Kambodscha besteht darauf, dass eine vorzeitige Haftentlassung durch ein königliches Gnadengesuch erst nach Ablauf zwei Drittel der Strafe möglich sei. Daher sei eine vorzeitige Begnadigung durch den König nach kambodschanischem Recht derzeit nicht möglich. Ein Angebot des Justizministeriums, ein Berufungsverfahren beim Gericht zu beantragen, lehnten beide ab.

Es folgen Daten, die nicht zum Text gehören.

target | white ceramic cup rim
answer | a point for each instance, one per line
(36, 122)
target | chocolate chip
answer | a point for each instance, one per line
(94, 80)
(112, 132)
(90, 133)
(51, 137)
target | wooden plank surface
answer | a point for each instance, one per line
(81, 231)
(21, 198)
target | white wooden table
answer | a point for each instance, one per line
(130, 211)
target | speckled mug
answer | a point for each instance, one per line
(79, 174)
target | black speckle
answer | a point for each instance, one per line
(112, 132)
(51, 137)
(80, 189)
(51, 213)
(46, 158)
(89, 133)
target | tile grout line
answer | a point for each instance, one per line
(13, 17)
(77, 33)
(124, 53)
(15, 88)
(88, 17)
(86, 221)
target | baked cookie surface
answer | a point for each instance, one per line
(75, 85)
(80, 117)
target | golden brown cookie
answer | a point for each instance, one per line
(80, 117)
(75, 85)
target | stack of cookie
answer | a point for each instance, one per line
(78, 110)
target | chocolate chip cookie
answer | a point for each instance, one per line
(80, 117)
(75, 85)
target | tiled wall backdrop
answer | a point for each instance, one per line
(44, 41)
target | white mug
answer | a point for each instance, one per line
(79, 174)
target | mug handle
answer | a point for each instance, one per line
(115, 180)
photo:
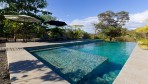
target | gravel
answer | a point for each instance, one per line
(4, 71)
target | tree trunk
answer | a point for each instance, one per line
(110, 38)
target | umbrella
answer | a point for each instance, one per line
(56, 23)
(21, 18)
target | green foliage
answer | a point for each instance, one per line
(87, 36)
(74, 33)
(111, 23)
(143, 43)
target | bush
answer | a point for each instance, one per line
(125, 39)
(143, 43)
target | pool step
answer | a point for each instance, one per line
(10, 49)
(73, 65)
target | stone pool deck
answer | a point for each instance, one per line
(135, 71)
(26, 69)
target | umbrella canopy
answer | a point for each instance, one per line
(21, 18)
(56, 23)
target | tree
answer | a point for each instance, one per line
(111, 23)
(29, 7)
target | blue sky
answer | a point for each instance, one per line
(78, 9)
(84, 12)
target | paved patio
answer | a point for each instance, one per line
(135, 71)
(26, 69)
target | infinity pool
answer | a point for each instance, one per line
(92, 63)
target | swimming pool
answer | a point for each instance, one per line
(98, 62)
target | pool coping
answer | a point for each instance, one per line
(135, 69)
(17, 53)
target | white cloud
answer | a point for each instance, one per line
(136, 20)
(3, 5)
(87, 22)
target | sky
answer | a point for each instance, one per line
(84, 12)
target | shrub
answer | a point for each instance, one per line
(143, 43)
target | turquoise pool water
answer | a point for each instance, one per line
(92, 63)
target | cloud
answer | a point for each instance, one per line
(3, 5)
(136, 20)
(87, 22)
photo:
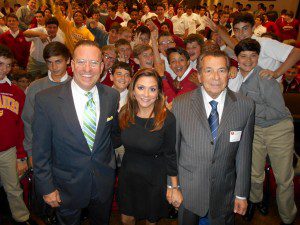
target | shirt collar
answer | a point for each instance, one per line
(14, 34)
(81, 91)
(188, 70)
(62, 79)
(248, 75)
(5, 80)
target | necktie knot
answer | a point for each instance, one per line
(89, 95)
(213, 104)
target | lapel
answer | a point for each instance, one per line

Außenminister Surapong wolle der kambodschanischen Regierung in dem heiklen Fall ein Angebot unterbreiten um eine vorzeitige Entlassung der in Kambodscha inhaftierten Aktivisten der „Gelbhemden“ zu erreichen.
Inzwischen traf auch Veeras Mutter den Außenminister in der thailändischen Botschaft in Phnom Phen um ihn zu bitten bei dem Gespräch mit Ministerpräsident Hun Sen, sich für ihren Sohn und dessen Sekretärin eizusetzen.
Im Gespräch mit Journalisten in einer kurzen Pause auf dem Gefängishof sagte Veera, er werde im Gefängnis gut behandelt aber er vermisse seine Heimat und seine Familie.